EXHIBIT: "The Emotional Landscape," encaustic paintings by Earl C.C. Schofield III. Doll-Anstadt Gallery, Burlington. Through March.

ARTWORK: "Red Marsh Pines"

Earl C.C. Shofield III's show, "The Emotional Landscape," currently at Burlington's Doll-Anstadt Gallery, is made up of 12 paintings that use a 2000-year-old medium. His encaustic works use a wax-based method developed during Hellenistic times in the Roman Empire. Among the earliest surviving encaustics are Egyptian funereal portraits painted on wood, and wall paintings excavated from the ashes of Pompeii. Shofield's paintings are more about life than the afterlife. The zesty surfaces and lively hues of his "emotional landscapes" express more joy than angst -- usually.

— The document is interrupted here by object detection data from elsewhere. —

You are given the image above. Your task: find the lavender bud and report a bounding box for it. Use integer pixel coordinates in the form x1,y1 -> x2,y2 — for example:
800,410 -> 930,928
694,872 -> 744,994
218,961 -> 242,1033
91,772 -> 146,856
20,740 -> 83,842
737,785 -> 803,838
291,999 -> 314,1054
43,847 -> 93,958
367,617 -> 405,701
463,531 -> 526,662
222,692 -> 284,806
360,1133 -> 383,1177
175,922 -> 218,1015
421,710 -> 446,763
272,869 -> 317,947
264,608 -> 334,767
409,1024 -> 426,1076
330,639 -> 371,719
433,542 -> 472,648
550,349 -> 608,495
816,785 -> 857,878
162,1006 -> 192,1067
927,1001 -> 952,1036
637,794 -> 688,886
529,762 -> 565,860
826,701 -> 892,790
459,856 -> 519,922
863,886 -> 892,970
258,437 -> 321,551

From Dublin, New Hampshire, Shofield portrays the world around him with equal measures of abstraction and realism. His artist statement reveals: "I am most drawn to the formal aspects of painting, a sense of order in the composition on which I can impose loose brush work, arbitrary color, unique mark making, drips, tears, scratches, layers of translucent and opaque wax . . . all 'chaotic', expressive tools."

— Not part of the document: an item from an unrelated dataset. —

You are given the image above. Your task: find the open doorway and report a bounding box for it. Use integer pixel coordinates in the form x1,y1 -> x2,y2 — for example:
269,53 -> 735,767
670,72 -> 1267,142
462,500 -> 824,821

"Red Marsh Pines" demonstrates exactly what Shofield means. Its bright white foreground is essentially an abstract-expressionist field painting, while bushy pines deeper in the picture plane are both "realistic" and rendered in gobs. His red is a brownish-red oxide laid out in staccato vertical brushstrokes.

"Red Marsh III" depicts the same place, but the painting has a higher horizon, with the tree line squeezed into the upper tenth of the canvas. Layers of translucent wax seem to cascade over the foreground.

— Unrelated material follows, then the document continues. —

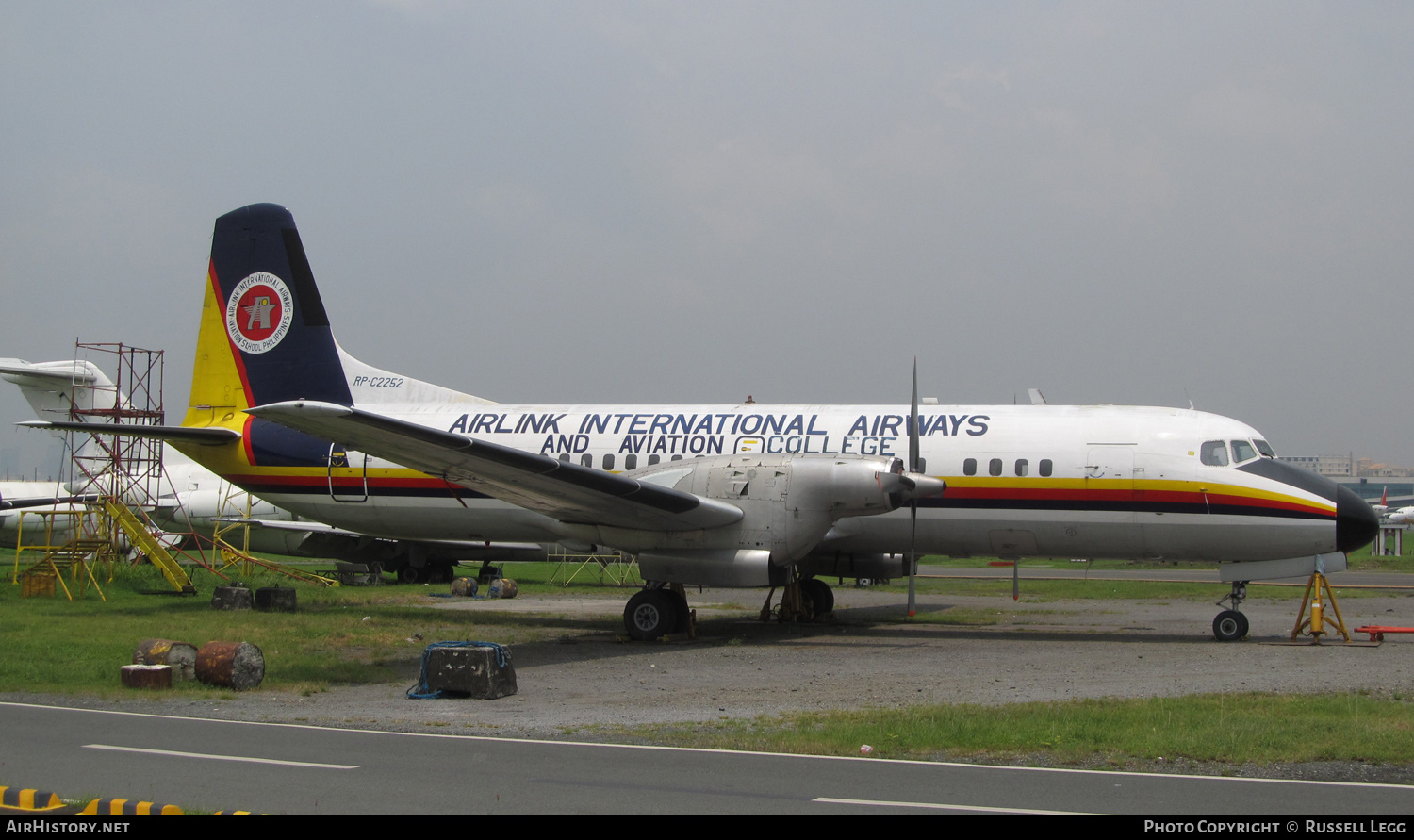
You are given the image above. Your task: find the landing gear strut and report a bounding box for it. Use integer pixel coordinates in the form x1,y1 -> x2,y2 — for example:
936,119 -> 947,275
1213,580 -> 1247,642
761,577 -> 834,624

"Lake View" may be that same watery location in a different season, without red weeds in the pond. Shofield's landscape vistas are all 40 inches square, which is large-scale for encaustic works. He varies spaces in the paintings by adroitly adjusting horizons and brushwork.

"Call's View" presents a more pastoral scene. A country road wends its way up a village hill, just as the maples are beginning to turn scarlet in early autumn. But that's where the sweetness ends. Shofield seems to have slashed lines into the wax and let dirty umber drips creep out of the heavens, adding tension to an otherwise peaceful New England country idyll.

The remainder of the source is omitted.